Проснулся он через сутки, в четвертую вечернюю четверть. Обнаружил себя в собственной семейной спальне Кальварионского дворца, голым, лежащим в привычной овальной каганской кровати, укрытым легким покрывалом, почему-то розового цвета. Рядом, под той же самой простыней, свернувшись калачиком, спиной к мужу лежала Гелиния. Ее дневная туника сбилась скрутилась и задралась в самых неприличных местах. Напряженно дышала и не шевелилась, точь-в-точь как притворяющийся спящим ребенок. Только она действительно спала.

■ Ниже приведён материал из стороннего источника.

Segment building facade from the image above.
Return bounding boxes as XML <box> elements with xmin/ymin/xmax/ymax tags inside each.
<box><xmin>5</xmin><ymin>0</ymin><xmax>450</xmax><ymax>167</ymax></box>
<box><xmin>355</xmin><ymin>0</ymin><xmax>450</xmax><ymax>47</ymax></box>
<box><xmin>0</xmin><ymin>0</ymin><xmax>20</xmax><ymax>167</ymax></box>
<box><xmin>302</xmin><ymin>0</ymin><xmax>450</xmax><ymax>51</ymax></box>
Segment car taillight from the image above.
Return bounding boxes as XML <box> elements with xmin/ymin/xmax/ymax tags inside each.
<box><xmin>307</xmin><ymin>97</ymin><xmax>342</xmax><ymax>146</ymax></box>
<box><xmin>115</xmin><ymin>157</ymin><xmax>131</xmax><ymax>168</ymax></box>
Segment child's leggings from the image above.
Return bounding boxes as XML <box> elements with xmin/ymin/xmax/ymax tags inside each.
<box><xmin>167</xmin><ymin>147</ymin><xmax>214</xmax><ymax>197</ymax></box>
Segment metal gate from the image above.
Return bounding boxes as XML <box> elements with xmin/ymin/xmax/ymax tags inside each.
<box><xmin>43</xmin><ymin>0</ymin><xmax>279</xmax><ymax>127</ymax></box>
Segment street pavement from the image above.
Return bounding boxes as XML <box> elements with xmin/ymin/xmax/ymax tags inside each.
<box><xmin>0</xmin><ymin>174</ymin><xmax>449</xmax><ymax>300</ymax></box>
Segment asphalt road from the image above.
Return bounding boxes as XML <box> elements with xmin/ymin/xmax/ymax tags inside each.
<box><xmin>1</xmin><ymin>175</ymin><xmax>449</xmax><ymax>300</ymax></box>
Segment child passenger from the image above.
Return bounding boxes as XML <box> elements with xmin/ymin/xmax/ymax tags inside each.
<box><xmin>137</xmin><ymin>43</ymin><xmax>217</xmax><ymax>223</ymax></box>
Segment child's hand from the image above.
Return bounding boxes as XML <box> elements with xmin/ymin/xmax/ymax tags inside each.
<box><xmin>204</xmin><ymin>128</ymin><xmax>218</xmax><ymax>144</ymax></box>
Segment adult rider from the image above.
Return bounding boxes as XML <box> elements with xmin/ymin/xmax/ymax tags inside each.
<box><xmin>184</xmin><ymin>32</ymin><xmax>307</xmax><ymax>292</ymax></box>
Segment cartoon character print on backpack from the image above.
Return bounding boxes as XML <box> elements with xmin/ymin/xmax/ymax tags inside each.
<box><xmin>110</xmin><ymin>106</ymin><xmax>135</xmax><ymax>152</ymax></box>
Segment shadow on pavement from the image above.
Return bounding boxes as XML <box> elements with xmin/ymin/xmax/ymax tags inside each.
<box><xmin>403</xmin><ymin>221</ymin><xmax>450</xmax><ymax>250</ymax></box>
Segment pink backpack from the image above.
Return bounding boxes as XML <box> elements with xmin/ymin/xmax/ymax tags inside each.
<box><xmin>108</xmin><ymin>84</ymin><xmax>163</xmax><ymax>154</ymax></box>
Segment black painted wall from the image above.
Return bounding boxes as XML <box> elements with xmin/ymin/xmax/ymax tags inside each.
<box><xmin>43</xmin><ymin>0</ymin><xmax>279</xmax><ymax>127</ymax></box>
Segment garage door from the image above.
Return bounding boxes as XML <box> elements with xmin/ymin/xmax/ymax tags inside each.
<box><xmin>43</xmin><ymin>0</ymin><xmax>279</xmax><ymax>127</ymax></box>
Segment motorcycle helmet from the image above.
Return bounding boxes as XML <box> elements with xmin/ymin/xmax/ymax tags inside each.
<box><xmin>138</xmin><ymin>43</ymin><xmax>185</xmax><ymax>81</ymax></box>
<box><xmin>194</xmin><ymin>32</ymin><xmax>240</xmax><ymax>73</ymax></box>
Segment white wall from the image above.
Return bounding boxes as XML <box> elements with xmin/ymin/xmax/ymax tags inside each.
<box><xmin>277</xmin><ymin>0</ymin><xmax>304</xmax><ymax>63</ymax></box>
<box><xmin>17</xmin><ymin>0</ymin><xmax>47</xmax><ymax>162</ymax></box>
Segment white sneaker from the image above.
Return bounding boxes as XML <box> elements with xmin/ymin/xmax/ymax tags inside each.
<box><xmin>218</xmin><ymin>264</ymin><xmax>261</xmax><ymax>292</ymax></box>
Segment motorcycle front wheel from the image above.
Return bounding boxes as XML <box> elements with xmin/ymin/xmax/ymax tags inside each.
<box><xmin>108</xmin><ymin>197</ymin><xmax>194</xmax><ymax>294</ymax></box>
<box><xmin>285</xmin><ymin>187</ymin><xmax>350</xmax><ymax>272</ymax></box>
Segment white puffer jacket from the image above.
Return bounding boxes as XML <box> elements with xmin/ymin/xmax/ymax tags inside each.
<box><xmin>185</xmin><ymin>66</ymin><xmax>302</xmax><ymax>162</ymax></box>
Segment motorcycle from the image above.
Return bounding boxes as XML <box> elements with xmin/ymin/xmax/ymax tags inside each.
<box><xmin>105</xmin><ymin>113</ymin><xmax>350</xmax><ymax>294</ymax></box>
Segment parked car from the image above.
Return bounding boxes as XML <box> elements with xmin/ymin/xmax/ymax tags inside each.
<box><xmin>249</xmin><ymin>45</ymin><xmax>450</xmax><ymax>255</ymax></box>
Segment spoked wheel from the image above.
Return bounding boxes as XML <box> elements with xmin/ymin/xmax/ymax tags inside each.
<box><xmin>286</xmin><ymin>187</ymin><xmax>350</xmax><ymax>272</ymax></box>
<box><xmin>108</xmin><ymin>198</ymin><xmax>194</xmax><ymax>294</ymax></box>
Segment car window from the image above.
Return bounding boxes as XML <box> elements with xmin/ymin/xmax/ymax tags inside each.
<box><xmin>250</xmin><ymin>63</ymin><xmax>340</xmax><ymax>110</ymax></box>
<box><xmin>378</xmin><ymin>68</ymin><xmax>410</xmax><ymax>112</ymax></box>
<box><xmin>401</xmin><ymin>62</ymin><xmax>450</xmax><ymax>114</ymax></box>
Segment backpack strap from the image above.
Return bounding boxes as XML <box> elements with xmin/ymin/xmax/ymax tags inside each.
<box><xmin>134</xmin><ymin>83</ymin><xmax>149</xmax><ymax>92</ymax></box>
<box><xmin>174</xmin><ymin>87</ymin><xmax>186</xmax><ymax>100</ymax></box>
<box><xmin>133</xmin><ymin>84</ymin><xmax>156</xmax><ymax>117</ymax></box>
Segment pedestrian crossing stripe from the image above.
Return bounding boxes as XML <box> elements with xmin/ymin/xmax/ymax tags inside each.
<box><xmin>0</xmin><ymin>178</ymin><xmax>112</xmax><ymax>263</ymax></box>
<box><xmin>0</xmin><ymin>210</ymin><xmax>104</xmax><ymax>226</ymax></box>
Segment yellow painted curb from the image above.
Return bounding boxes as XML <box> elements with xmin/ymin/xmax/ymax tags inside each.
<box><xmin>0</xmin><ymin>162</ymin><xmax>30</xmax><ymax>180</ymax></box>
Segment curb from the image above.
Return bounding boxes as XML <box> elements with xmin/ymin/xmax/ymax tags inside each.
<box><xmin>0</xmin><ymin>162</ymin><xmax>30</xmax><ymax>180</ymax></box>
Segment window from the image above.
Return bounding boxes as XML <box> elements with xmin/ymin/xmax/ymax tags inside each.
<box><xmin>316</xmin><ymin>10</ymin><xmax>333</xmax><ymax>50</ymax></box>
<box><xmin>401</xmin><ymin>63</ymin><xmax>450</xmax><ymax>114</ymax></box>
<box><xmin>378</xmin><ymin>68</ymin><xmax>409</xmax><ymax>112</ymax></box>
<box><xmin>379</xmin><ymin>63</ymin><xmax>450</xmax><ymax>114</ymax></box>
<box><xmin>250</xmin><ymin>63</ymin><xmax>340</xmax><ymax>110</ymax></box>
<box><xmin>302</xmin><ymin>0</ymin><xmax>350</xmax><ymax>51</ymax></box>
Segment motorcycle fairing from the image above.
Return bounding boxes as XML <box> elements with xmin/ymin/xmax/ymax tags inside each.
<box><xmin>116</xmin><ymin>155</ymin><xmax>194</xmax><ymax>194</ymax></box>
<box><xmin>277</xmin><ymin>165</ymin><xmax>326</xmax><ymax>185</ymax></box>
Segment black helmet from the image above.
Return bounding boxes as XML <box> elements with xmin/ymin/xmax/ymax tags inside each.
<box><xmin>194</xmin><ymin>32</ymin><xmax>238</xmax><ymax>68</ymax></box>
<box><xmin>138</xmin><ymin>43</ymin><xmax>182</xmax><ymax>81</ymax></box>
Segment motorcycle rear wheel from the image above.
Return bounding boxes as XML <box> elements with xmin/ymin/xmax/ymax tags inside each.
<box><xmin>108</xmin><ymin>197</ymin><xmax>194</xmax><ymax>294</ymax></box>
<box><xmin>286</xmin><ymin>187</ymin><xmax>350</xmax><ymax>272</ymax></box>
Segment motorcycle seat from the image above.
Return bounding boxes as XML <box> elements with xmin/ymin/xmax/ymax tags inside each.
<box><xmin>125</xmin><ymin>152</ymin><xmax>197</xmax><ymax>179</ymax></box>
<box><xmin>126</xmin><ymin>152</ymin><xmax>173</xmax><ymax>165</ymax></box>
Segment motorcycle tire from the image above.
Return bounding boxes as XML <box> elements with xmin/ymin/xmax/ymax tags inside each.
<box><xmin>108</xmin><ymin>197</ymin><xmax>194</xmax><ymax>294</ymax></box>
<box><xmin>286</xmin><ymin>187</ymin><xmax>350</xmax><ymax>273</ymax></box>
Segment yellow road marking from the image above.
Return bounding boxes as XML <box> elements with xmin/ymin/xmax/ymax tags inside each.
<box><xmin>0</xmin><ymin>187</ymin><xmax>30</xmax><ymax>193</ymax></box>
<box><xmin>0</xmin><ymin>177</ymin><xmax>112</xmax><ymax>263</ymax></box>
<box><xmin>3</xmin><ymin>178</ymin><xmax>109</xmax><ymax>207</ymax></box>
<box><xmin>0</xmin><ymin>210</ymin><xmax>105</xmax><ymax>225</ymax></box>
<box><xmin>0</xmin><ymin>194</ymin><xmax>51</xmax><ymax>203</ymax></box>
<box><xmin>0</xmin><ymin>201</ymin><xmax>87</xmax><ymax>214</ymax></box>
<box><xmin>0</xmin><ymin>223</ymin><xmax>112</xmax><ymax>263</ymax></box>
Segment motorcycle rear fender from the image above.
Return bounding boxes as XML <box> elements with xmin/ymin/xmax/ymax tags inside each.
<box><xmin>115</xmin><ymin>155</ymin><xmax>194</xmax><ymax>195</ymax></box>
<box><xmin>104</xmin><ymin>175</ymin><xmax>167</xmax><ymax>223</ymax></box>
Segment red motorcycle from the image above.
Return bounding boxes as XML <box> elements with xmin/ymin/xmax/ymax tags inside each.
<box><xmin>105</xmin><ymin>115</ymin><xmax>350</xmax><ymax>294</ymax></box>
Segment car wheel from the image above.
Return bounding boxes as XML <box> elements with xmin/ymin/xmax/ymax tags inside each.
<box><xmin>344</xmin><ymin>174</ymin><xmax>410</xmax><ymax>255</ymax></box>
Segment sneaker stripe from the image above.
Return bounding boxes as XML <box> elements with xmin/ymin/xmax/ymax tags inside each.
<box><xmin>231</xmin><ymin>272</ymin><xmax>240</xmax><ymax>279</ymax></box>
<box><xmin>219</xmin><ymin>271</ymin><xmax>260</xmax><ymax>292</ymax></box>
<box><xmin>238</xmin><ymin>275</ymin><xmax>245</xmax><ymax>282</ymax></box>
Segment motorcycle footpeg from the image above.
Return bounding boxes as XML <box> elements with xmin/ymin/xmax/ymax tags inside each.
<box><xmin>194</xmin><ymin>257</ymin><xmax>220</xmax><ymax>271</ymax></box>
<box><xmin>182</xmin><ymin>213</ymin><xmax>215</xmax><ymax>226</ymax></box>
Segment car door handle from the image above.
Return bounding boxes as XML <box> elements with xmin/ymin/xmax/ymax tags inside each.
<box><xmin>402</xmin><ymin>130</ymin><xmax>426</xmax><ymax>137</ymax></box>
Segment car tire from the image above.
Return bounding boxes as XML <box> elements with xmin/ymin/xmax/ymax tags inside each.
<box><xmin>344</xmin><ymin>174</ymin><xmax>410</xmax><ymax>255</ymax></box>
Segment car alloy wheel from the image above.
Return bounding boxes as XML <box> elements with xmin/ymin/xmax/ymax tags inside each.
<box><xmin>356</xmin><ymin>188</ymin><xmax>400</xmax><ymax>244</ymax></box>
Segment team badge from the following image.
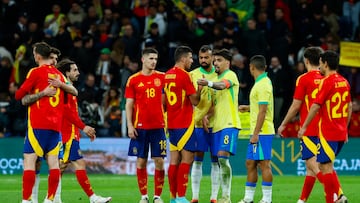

«Спи, Солнце, – нежно подумал Рус, боясь пошевелиться. – Ничего, с Гнатиком по-прежнему все нормально. Если это в принципе можно назвать нормой! Спокойно, Владимир Дьердьевич, спокойно, – унял он волну ярости, сейчас бессмысленной и бесполезной. – Друг, – обратился Рус к Духу слияния с жизнью, – усыпи меня и разбуди в первую утреннюю четверть…» Уже погружаясь в дрему, Рус вдруг вспомнил, как после создания «универсальной защиты» выяснял у того же Духа Жизни: «Интересно, друг, почему это мое Слово вас пропускает? – спрашивал вроде бы иронично, но и не скрывая досады. Впрочем, Духи его эмоции воспринимали исключительно рационально. Иными словами – бесчувственно.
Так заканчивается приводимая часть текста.